Wednesday, August 27, 2014

Kentucky Supreme Court Strikes Down Statute Limiting Proximity of Bars/Restaurants in Louisville

Kentucky Supreme Court Strikes Down Statute Limiting Proximity of
Bars/Restaurants in Louisville


      In a recent decision, the Kentucky Supreme Court has struck down a statute that precluded certain holders of retail alcoholic drink licenses from being located within 700 feet of one another.  KRS § 241.075 precluded the issuance of a retail drink license to an applicant located in a “combination business and residential area” of a first-class city of another “establishment” was located within 700 feet of the applicant.  At the time this dispute arose, Louisville was unique in the Commonwealth of Kentucky as the only first-class city.  This statute, effectively applicable only in Louisville, was found to violate §§ 59 and 60 of the Kentucky Constitution, they precluding local and special legislation.  Louisville/Jefferson County Metro Government v.
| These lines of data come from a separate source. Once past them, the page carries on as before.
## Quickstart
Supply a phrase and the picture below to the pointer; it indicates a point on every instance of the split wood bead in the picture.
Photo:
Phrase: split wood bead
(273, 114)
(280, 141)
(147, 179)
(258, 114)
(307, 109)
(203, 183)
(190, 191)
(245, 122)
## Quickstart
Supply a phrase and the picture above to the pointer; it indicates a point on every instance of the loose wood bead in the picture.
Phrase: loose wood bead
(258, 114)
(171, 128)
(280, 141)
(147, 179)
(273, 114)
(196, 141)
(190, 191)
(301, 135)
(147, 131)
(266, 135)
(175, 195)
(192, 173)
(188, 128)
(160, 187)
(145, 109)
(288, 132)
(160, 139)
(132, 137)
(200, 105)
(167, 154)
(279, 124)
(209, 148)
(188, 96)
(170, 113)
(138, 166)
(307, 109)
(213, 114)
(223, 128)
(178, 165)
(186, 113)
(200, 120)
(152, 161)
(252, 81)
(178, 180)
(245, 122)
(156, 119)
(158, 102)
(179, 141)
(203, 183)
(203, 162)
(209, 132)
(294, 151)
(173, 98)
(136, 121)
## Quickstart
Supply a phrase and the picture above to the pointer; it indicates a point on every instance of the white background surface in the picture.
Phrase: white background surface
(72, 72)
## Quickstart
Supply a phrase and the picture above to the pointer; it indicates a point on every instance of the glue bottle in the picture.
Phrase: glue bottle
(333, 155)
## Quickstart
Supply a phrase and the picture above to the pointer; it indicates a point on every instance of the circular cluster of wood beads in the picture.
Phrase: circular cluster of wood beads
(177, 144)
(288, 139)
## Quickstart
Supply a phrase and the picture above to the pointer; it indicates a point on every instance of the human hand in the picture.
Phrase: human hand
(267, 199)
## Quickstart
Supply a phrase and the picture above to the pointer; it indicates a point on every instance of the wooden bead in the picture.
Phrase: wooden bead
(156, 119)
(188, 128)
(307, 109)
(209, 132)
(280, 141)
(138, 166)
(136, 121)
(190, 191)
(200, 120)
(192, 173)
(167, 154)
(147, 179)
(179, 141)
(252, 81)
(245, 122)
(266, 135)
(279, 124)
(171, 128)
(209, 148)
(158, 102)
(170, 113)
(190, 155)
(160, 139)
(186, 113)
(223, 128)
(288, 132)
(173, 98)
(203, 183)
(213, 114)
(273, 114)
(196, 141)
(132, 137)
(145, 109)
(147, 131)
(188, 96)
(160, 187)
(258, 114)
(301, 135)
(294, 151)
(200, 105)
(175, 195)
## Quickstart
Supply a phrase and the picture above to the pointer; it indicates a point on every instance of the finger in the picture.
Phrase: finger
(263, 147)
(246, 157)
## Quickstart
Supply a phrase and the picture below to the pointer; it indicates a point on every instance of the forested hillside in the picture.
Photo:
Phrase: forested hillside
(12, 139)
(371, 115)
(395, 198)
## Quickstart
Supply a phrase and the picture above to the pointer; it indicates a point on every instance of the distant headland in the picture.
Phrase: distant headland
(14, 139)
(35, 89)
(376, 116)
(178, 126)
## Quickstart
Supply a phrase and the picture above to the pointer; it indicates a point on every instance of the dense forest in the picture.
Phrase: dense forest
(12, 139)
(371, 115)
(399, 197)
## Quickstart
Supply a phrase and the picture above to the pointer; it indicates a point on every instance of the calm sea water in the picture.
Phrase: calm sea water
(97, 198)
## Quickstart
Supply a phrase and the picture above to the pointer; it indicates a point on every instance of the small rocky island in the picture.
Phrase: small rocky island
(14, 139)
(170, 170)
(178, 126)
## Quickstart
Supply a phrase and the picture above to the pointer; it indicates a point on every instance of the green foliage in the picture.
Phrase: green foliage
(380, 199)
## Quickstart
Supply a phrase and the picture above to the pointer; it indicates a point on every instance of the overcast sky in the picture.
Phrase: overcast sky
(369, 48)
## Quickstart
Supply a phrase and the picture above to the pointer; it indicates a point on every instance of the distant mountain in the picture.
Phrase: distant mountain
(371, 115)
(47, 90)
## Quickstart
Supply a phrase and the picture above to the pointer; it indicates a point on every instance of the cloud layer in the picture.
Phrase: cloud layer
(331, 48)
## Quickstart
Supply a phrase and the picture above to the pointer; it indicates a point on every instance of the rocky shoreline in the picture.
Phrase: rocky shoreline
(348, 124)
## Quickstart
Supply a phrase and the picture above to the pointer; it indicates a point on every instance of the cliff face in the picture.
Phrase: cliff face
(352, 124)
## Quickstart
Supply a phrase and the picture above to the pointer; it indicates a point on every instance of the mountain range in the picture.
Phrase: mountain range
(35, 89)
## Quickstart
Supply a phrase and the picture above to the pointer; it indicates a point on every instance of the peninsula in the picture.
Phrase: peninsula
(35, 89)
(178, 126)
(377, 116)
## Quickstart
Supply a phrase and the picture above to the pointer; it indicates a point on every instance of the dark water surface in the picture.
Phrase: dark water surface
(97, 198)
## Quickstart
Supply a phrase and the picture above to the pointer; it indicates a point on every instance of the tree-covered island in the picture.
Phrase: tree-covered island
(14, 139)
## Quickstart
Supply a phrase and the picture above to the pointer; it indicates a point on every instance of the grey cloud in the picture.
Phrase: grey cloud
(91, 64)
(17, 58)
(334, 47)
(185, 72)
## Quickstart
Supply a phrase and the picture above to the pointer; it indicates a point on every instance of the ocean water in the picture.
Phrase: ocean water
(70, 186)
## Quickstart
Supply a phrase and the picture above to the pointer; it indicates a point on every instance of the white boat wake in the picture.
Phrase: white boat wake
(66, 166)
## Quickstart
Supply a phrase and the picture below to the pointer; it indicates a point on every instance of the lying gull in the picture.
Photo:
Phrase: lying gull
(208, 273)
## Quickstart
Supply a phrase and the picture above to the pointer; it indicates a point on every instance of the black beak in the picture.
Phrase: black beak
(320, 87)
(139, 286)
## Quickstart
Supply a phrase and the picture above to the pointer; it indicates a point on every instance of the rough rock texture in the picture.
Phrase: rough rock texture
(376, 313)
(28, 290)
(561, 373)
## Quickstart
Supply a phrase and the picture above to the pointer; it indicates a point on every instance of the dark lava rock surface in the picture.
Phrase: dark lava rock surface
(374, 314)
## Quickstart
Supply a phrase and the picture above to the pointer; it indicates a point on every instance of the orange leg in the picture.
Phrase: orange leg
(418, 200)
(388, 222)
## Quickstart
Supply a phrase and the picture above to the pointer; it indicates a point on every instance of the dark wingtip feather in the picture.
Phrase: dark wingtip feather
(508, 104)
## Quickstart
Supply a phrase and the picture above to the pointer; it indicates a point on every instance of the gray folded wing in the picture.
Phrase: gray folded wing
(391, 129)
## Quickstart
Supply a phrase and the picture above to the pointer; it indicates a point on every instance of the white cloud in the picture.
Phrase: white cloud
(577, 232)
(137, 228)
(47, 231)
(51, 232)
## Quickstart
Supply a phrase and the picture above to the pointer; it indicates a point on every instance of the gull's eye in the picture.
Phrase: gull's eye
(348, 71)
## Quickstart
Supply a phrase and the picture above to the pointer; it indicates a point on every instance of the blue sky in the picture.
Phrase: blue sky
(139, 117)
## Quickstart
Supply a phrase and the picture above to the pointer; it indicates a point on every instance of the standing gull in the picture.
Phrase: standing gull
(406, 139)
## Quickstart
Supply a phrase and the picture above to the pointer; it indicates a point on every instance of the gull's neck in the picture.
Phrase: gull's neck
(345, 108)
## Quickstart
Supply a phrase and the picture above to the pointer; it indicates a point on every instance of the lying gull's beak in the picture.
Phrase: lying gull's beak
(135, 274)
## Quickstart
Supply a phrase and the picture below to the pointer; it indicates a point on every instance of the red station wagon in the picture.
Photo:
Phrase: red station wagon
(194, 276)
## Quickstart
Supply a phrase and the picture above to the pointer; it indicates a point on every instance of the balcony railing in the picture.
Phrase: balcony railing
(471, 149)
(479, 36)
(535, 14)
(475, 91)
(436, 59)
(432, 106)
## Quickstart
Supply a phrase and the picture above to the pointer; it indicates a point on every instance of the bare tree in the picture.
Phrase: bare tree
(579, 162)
O’Shea’s-Baxter, LLC, 0085-DG, 2014 WL 4116490 (Ky. Aug. 21, 2014). 
      O’Shea’s-Baxter, LLC, doing business as Flanagan’s, applied for a retail liquor drink license to replace its restaurant drink license.  That application was denied on the basis that there were similar establishments within 700 feet.  Flanagan’s appealed that ruling on a number of grounds, including that the 700-foot requirement was unconstitutional as either special or local legislation otherwise forbidden by the Kentucky Constitution.  While the trial court rejected that notion, it was accepted by the Kentucky Court of Appeals.  There then followed an appeal to the Kentucky Supreme Court.
      Notwithstanding the fact that laws governing the regulation of alcoholic beverages are given great deference, the Supreme Court found that this statute violated the prohibition in the Kentucky Constitution against special and local legislation.  Essentially, the Court found that the purported aim of the statute, namely to reduce the concentration of establishments selling alcoholic beverages, is no different between Louisville, Lexington and other urban centers in Kentucky irrespective of whether those urban centers are located in cities of the first class.  Rather, the Supreme Court found:
[N]o rational basis is readily apparent to us by which we might presume that the circumstances associated with a concentration of liquor licenses in the “combination business and residential area” in Louisville are any different than they would be in other sizeable cities not designated as first-class or consolidated local governments, such as Lexington, Bowling Green, or Covington.  The business and residential areas in these other cities are not immune to whatever evils may flow from a concentration of retail drink licenses.  Thus, there is no reason to assume that the concentration of retail drink licenses in Louisville is “fraught with other or different consequences” than the concentration of similar licenses in other Kentucky cities.
      This was a unanimous decision of the Kentucky Supreme Court.